The Spot series are a line of pot still Irish whiskies produced for Mitchell and Sons, wine merchants and whiskey bonders. Historically, barrels of whiskey were marked with a certain colored spot so they could be easily identified in the warehouses as being of a certain intended age. Being wine merchants, Mitchell and Sons had access to used wine casks and the Green Spot Chateau Montelena is a return to finishing form for the Spot line. The regular Green Spot, cornerstone of the line, was aged for between 7 and 10 years, with further finishing for a year in ex-Zinfandel casks from the famed Chateau Montelena winery in Napa Valley, California.
Distillery: Midleton
Region: Foreign
Age: NAS
Strength: 46%
Price: $62.52
Maturation: ex-bourbon and sherry casks, finished in ex-wine casks from Chateau Montelena
Location: Midleton, Ireland
Nose: Gobstopper, sour, plum, cranberry, pomegranate, cereal, toffee, vanilla, brown sugar, blood orange
Palate: Toffee, plum, cranberry
Finish: Tannin, loganberry, currant
Comments: While a few drops of water might help, misapplication can ruin the delicate balance.

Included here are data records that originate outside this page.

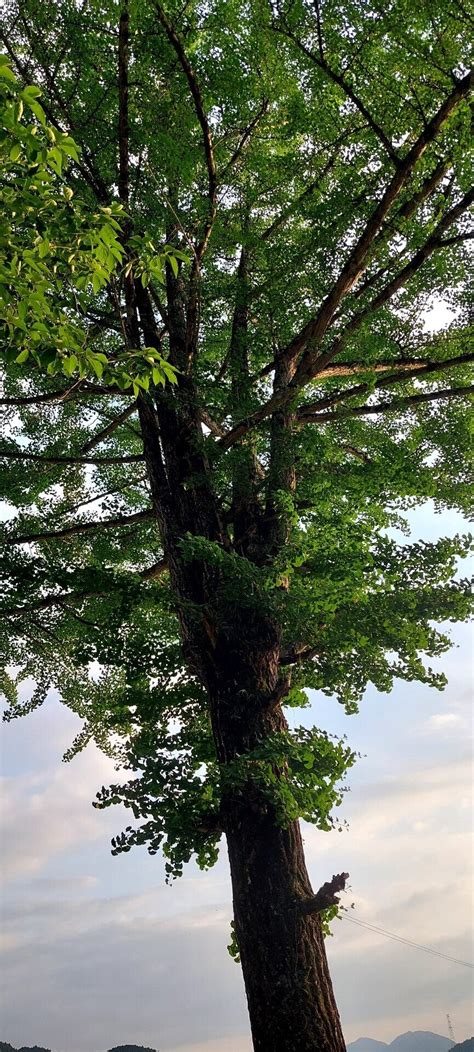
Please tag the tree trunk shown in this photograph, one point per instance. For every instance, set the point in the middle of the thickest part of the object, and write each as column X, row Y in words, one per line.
column 234, row 648
column 289, row 992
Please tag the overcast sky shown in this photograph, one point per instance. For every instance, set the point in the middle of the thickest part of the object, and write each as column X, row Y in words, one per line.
column 98, row 951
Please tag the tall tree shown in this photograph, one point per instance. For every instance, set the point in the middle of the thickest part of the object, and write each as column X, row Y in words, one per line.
column 220, row 544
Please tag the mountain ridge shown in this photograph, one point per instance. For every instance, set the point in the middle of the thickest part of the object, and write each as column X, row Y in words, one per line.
column 413, row 1040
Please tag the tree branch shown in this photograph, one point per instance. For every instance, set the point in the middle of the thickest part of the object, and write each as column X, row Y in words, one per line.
column 99, row 524
column 151, row 573
column 202, row 118
column 246, row 136
column 393, row 406
column 45, row 459
column 336, row 78
column 120, row 419
column 326, row 896
column 313, row 331
column 403, row 371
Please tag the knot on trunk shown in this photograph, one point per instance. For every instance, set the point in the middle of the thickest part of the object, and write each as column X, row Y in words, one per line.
column 327, row 895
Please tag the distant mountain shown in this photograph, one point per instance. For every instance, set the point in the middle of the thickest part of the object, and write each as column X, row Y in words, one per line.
column 4, row 1047
column 130, row 1048
column 414, row 1040
column 420, row 1040
column 367, row 1045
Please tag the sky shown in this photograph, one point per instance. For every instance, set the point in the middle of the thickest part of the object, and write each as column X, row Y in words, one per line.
column 98, row 951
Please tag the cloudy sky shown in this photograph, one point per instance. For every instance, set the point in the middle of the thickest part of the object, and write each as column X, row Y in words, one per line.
column 98, row 951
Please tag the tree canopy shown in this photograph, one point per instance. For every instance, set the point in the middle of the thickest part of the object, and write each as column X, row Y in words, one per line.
column 297, row 176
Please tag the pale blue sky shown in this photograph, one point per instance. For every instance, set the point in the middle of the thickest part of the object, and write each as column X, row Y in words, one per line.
column 100, row 952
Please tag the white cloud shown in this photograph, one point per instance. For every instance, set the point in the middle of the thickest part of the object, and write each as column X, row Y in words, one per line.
column 442, row 720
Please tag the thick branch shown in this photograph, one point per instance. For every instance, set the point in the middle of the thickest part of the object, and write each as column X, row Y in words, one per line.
column 316, row 366
column 326, row 896
column 393, row 406
column 151, row 573
column 246, row 136
column 99, row 524
column 311, row 335
column 400, row 371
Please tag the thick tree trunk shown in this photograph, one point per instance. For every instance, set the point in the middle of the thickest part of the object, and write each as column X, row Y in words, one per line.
column 234, row 648
column 289, row 991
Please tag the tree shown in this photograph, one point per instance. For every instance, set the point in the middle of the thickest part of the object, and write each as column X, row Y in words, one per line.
column 221, row 544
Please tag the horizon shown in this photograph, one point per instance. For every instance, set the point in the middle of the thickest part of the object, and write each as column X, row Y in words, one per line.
column 80, row 925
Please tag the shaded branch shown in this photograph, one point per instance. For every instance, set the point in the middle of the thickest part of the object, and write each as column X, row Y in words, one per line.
column 45, row 459
column 326, row 896
column 246, row 136
column 99, row 524
column 62, row 599
column 120, row 419
column 336, row 78
column 202, row 118
column 393, row 406
column 403, row 371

Adam – The Green Spot Chateau Montelena is taking me a while to figure out. At first blush it feels dry and lean, surprisingly lean for a wine finished whiskey. The sweetness and complexity in the nose take a little while to open up. Even with some patience, the overall flavor profile is light. Like spending time in a kitchen after the baking is done and everything put away rather than in the midst of culinary chaos. This is not a knock against it, as it is still a delightful mix of fruit and toffee with a sharp nip of tannins at the end to keep everything in order. The fruit profile grows with a bigger sip in the mouth but with it comes a little burn from the alcohol, which is a little surprise. Thankfully, the more you sip it, the clearer the elements shape up so that the unassumingly sweet whiskey you’d started with is nothing like the fruit, wood and sweet medley you get by the end of your glass.
Kate – This smells like bread pudding. It reminds me of Christmas from the dark stone fruit compote smell. I sometimes think that Irish whiskies can go a little too heavy on the sweetness and vanilla, but the tannins really ground it. I don’t want to dissect it, I just love it.
Bill – The Green Spot Chateau Montelena is like a baked good, like I bit into a cherry turnover. There’s that tart bit right at the front of the palate but it’s immediately overridden by the sugar. There’s a woody quality in the finish, almost like chewing paper. The fruit keeps the tannins from overawing but the opposite also occurs where the tannins keep the fruit in line.
This whisky conducts itself like a symphony. It flows.
Henry – The nose is a perfect amalgamation of florals, spice, and plum layered over the baking spice and toffee elements of the base spirit. A spiced plum, with both the bitter/sour edge of the skin and the sweetness of the flesh. The plum continues through to the palate, where the cereal, fruit, and spice dance through to the remarkably integrated finish. It’s a tad bit hot on the mid-palate, the only blemish on a really special whiskey. This whisky conducts itself like a symphony. It flows.
Ben – All the sweet candy that isn’t chocolate. Like a nose full of pixie sticks. There’s not a hole in this, the whole time.